Guy D. Rosin
Temporal Attention for Language Models
Guy D. Rosin | Kira Radinsky
Findings of the Association for Computational Linguistics: NAACL 2022
Pretrained language models based on the transformer architecture have shown great success in NLP.Textual training data often comes from the web and is thus tagged with time-specific information, but most language models ignore this information.They are trained on the textual data alone, limiting their ability to generalize temporally.In this work, we extend the key component of the transformer architecture, i.e., the self-attention mechanism, and propose temporal attention - a time-aware self-attention mechanism.Temporal attention can be applied to any transformer model and requires the input texts to be accompanied with their relevant time points. This mechanism allows the transformer to capture this temporal information and create time-specific contextualized word representations.We leverage these representations for the task of semantic change detection; we apply our proposed mechanism to BERT and experiment on three datasets in different languages (English, German, and Latin) that also vary in time, size, and genre.Our proposed model achieves state-of-the-art results on all the datasets.

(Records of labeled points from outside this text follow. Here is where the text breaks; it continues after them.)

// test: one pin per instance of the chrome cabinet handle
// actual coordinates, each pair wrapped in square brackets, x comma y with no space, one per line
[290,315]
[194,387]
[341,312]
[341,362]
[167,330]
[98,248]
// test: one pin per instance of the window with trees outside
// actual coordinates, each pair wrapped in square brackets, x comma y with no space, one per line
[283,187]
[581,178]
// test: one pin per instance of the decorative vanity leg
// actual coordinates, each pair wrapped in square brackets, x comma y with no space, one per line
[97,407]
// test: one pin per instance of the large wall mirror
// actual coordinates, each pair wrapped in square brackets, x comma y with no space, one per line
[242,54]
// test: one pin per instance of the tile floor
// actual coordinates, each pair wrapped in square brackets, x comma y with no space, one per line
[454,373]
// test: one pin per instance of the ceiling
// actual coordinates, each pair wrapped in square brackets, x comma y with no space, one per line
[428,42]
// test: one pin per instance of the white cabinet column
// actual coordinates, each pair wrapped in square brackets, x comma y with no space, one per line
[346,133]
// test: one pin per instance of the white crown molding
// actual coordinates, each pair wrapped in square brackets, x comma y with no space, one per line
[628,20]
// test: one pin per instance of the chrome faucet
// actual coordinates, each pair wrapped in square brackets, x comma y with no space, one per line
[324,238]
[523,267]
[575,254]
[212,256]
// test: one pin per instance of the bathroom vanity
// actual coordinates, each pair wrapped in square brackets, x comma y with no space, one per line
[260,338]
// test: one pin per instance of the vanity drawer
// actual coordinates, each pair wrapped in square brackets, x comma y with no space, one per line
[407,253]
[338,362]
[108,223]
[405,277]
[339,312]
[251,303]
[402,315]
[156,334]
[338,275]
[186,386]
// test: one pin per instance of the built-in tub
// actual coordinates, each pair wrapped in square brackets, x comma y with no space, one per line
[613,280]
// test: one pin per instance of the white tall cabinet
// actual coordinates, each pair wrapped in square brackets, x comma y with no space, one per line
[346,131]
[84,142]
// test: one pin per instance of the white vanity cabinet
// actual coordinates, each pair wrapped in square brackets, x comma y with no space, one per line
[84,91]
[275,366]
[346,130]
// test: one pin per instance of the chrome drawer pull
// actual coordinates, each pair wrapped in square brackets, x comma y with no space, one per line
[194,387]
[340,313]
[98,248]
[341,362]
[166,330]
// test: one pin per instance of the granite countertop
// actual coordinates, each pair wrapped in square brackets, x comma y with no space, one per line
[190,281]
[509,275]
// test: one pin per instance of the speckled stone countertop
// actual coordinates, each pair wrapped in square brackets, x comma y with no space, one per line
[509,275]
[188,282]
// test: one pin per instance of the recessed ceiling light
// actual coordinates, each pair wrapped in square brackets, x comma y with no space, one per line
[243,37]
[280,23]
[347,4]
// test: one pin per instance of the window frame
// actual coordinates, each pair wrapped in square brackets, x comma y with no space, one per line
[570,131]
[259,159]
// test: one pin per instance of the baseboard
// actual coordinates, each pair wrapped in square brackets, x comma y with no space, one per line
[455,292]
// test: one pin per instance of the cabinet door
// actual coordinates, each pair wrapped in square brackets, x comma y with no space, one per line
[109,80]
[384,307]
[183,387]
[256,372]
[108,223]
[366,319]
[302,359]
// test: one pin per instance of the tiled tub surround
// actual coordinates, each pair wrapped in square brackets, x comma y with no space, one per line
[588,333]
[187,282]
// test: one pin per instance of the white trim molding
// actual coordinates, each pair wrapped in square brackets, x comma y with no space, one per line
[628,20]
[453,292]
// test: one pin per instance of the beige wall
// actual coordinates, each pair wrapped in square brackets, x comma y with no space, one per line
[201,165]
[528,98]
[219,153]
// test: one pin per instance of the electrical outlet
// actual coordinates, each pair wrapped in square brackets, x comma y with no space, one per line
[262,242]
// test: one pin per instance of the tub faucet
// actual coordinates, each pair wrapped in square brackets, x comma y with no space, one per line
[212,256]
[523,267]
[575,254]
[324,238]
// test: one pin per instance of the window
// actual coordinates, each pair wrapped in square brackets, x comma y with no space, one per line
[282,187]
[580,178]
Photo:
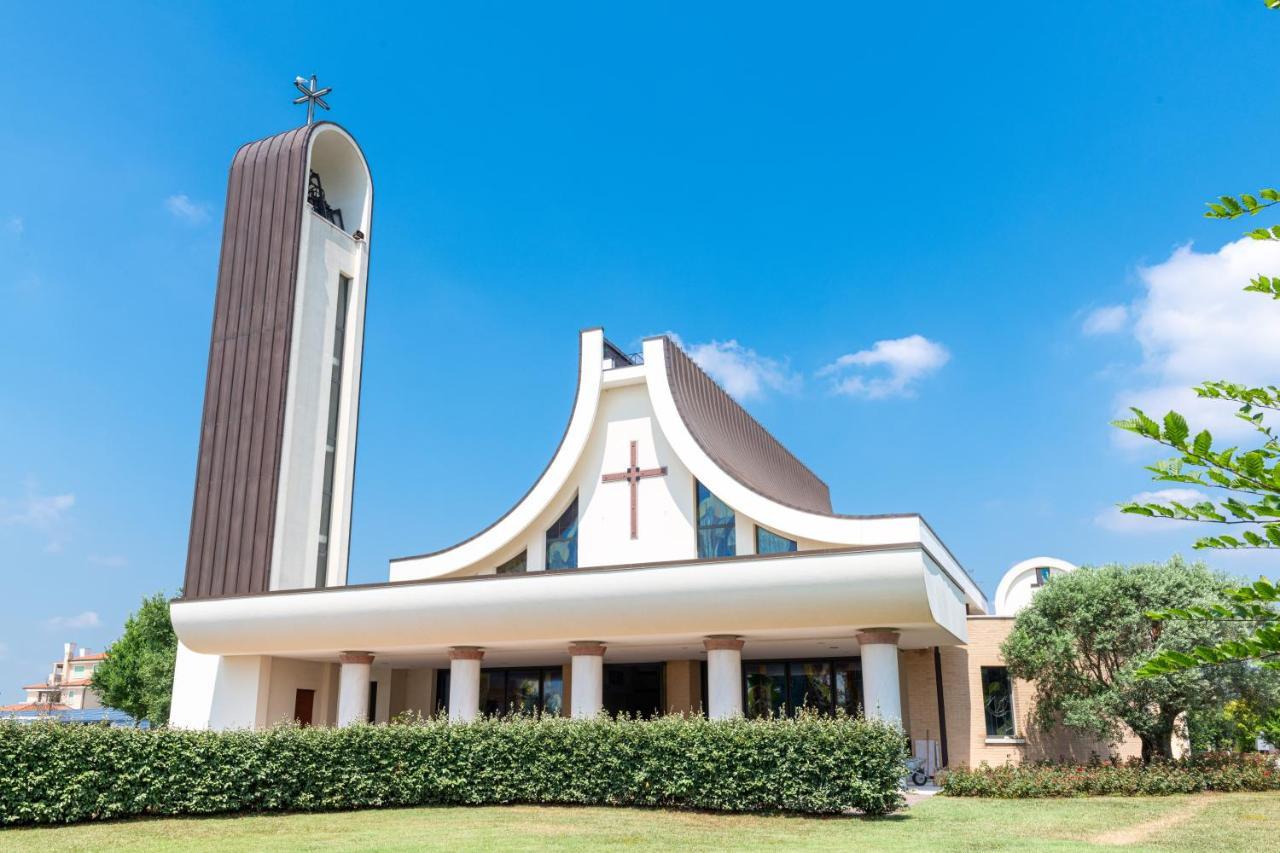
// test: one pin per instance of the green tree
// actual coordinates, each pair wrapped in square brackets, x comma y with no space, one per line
[1246,486]
[1086,634]
[137,674]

Generating Timelines by Modeling Semantic Change
Guy D. Rosin | Kira Radinsky
Proceedings of the 23rd Conference on Computational Natural Language Learning (CoNLL)
Though languages can evolve slowly, they can also react strongly to dramatic world events. By studying the connection between words and events, it is possible to identify which events change our vocabulary and in what way. In this work, we tackle the task of creating timelines - records of historical “turning points”, represented by either words or events, to understand the dynamics of a target word. Our approach identifies these points by leveraging both static and time-varying word embeddings to measure the influence of words and events. In addition to quantifying changes, we show how our technique can help isolate semantic changes. Our qualitative and quantitative evaluations show that we are able to capture this semantic change and event influence.
Learning Word Relatedness over Time
Guy D. Rosin | Eytan Adar | Kira Radinsky
Proceedings of the 2017 Conference on Empirical Methods in Natural Language Processing
Search systems are often focused on providing relevant results for the “now”, assuming both corpora and user needs that focus on the present. However, many corpora today reflect significant longitudinal collections ranging from 20 years of the Web to hundreds of years of digitized newspapers and books. Understanding the temporal intent of the user and retrieving the most relevant historical content has become a significant challenge. Common search features, such as query expansion, leverage the relationship between terms but cannot function well across all times when relationships vary temporally. In this work, we introduce a temporal relationship model that is extracted from longitudinal data collections. The model supports the task of identifying, given two words, when they relate to each other. We present an algorithmic framework for this task and show its application for the task of query expansion, achieving high gain.